With NCLB reauthorization up for renewal (newest suggested name by Sens. Lieberman, Landrieu, and Coleman “All Students Can Achieve”), the Aspen Institute is playing a major part in drafting some suggested changes. Again, it mostly more of the same numbers-driven approach to assessment, this time supposedly funding individual state’s data systems to keep track of such numbers. At the same time, a new coalition, NCLB Works, composed of groups like the Business Roundtable and the Education Trust, have made it clear they like the NCLB moniker. It’s important to note that each time the more than 40-year-old Elementary and Secondary Education Act is reauthorized, a name change usually follows.
However, it is groups like the Education Trust and the Business Roundtable which are doing their finest work in pushing for the hostile takeover of the public schools, ostensibly under the guise of pushing for reauthorization of NCLB. Gerald Bracey offers a well needed response to one of the most often referred to pieces of analysis; international comparisons, and their use as a cudgel to attack the American public school system. Bracey points out that one part of these global education comparison studies that receive little discussion in the yearly hand wringing reports on our failings as a nation to educate our children, is the lack of a level playing field when it comes to poverty. Amy Wilkins of the Education Trust is quoted recently as saying, “Our most affluent kids are getting their lunches eaten by kids in other countries. The system we have has not served our children well. There is no point pouring more federal money into very broken bottles.” Baloney.

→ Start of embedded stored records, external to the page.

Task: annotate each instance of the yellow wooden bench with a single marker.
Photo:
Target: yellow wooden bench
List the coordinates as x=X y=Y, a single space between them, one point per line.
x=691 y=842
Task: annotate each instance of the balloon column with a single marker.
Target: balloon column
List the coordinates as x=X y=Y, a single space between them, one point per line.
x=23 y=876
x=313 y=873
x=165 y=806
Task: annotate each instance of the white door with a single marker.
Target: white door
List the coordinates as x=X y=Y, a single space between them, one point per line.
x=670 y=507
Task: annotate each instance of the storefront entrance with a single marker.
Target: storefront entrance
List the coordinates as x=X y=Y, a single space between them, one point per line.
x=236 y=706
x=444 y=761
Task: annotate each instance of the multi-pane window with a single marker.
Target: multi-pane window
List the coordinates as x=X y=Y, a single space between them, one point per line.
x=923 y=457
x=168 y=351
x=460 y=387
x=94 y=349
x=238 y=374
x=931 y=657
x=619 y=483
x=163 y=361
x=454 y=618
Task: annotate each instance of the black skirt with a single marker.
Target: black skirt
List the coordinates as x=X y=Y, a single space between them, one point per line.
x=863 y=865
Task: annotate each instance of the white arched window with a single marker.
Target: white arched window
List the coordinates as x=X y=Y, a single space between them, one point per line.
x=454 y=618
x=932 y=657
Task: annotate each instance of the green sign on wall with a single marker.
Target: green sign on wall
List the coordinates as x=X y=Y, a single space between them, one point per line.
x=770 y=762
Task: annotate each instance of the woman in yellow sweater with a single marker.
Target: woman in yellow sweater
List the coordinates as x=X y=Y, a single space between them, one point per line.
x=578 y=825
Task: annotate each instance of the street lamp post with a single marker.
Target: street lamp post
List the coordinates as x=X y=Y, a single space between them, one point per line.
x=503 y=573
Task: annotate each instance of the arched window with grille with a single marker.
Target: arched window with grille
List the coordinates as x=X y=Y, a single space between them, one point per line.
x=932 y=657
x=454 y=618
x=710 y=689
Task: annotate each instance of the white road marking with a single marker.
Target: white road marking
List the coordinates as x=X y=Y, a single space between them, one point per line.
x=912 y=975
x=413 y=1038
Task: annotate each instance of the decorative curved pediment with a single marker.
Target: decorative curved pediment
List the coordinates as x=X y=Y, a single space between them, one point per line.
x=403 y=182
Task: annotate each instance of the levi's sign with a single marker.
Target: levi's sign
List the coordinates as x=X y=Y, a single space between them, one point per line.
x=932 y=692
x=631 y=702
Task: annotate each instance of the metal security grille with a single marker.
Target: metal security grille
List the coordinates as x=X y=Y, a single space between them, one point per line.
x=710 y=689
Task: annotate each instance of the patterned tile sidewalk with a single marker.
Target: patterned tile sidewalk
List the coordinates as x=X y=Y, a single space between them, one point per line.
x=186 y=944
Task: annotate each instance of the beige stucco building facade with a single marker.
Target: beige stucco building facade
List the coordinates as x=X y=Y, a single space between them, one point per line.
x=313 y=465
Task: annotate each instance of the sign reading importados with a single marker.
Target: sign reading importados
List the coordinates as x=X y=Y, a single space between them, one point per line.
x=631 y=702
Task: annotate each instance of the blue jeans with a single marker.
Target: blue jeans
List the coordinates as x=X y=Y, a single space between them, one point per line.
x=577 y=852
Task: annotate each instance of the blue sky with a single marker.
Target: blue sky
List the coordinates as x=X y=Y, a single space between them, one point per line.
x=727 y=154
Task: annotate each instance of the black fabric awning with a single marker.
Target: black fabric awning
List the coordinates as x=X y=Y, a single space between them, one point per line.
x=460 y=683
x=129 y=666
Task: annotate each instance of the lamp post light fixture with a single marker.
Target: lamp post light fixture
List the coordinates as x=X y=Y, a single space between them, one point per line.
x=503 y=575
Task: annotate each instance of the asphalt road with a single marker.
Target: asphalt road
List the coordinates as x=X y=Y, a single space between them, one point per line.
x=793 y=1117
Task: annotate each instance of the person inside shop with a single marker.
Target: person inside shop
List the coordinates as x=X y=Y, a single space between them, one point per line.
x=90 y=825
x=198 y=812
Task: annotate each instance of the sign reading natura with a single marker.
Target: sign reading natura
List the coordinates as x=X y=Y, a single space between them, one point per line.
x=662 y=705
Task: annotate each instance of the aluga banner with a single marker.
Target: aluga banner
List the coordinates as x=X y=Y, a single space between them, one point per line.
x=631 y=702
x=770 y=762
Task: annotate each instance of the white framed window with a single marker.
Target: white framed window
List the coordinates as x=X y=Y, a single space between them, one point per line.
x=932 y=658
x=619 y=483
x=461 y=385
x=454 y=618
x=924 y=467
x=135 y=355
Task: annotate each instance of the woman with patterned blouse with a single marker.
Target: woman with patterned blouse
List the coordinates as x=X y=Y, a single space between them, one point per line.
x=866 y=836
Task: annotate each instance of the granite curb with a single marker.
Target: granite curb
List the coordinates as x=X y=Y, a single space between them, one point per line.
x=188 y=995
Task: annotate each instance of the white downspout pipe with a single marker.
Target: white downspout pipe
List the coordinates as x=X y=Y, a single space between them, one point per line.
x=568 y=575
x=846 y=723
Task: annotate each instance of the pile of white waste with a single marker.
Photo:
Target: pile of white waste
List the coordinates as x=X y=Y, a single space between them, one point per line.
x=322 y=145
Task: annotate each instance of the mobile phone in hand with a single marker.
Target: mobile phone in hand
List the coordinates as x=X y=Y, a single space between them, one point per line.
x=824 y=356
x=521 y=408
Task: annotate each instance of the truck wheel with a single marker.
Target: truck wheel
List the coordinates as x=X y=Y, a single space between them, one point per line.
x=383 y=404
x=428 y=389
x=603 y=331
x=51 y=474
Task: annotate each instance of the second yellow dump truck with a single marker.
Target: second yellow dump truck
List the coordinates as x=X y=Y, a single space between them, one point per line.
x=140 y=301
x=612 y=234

Gerald Bracey sums up this research succinctly:
“Thus, for reading and science, the two categories of US schools with the smallest percentages of students living in poverty score higher than even the highest nation, Sweden in reading, Singapore in science. In math, the top US category would be 3rd in the world.
It is only in American schools with 75% of more of their students living in poverty where scores fall below the international average.”